Emotion Concepts in Russian-English Bilinguals’ Narratives

Aneta Pavlenko, Temple University

Wierzbicka (1992) argues that emotions are differently conceptualized in Russian and English. In Russian, experiences comparable to ‘joy’, ‘sadness’ or ‘anger’ are conceptualized as inner activities in which one engages more or less voluntarily. As a result, they involve duration and are often designated by verbs (e.g. radovatsia/to rejoyce, to be actively happy, joyful). In contrast, in English emotions are conceptualized as passive states caused by external and/or past causes. As a result, they are more commonly expressed by adjectives and pseudo-participles, such as ‘worried’, ‘sad’, or ‘disgusted’. Pavlenko’s (2002) study of emotion narratives supported Wierzbicka’s claims, showing that American narrators favored adjectives, while Russian narrators favored verbs, in particular imperfective and reflexive emotion verbs which stressed the processual aspect of the experience.

The present study examines the emotion lexicon of 60 Russian-English bilinguals, all of whom acquired English between the ages of 13 and 19, upon arrival in the US. By the time of the study the participants had spent between 3 and 8 years in the US, interacting in Russian and English on the daily basis, with the predominance of English. The participants watched a 3 minute-long film, with a soundtrack but no dialogue. The film portrayed a woman receiving and reading an upsetting letter, the roommate who reads the same letter without permission, and finally the reaction of the woman whose letter was being read. Thirty participants recalled the film in Russian, and thirty in English. Subsequently, a life-story interview was elicited from them in the other language by a bilingual researcher.

The analysis of the collected narratives and life story interviews revealed the influence of the L2 English on lexicalization of emotions in L1 Russian. Some bilingual speakers substituted verbs for adjectives in their Russian narratives, incorporating perception copulas and change-of-state verbs. For example, in contexts where Russian speakers would use action verbs, such as rasserdit’sia (= to [get] angry) or rasstroit’sia (= to [get] upset), bilinguals opted for change-of-state verbs stat’ (perfective)/stanovit’sia (imperfective) (= to become) with emotion adjectives, producing utterances such as “ona stala eshche bolee rasstroennaia” (= she (NOM) became even more upset (NOM)). While in English such an utterance is fully grammatical, in Russian the verb stanovit’sia is typically preceded by a pronoun in a Dative case and followed by an adverb, e.g. ei stalo grustno (literally: to her (DAT) it became sad).

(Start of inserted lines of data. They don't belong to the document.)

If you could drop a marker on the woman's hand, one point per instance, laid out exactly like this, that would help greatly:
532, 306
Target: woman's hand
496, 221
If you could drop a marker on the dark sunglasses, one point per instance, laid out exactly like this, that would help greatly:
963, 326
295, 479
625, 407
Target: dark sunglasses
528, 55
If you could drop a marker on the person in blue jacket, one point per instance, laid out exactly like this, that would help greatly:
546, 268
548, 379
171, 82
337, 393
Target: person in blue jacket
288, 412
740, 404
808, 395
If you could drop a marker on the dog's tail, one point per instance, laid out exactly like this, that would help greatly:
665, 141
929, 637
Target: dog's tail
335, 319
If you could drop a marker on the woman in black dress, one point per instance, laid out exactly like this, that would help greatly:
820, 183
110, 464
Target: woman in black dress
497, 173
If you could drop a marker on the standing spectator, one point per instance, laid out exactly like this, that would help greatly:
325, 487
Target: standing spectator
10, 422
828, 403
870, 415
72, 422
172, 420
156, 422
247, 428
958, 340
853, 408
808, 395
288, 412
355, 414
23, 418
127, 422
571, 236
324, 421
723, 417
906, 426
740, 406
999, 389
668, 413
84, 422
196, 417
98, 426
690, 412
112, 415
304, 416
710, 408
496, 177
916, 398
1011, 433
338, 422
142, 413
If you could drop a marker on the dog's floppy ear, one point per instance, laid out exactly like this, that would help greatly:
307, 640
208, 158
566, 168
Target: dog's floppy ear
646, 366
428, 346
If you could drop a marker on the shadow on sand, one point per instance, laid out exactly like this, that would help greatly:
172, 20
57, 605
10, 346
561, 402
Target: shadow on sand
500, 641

In a less common construction, the verb stanovit’sia subcategorizes for adjectives in Instrumental case, e.g., ona stala grustnoi (= she (NOM) became sad (INST)). Yet the participants appropriated the English construction, Pronoun (NOM) + verb + Adj (NOM), producing instances of morphosyntactic transfer of subcategorization constraints. The findings of the study suggest that second language socialization in adulthood may lead to changes in representations in the mental lexicon.

Pavlenko, A. 2002. Emotions and the body in Russian and English. Pragmatics and Cognition, 10, 1-2, 201-236.

Wierzbicka, A. 1992. Semantics, culture, and cognition: Universal human concepts in culture-specific configurations. Oxford University Press.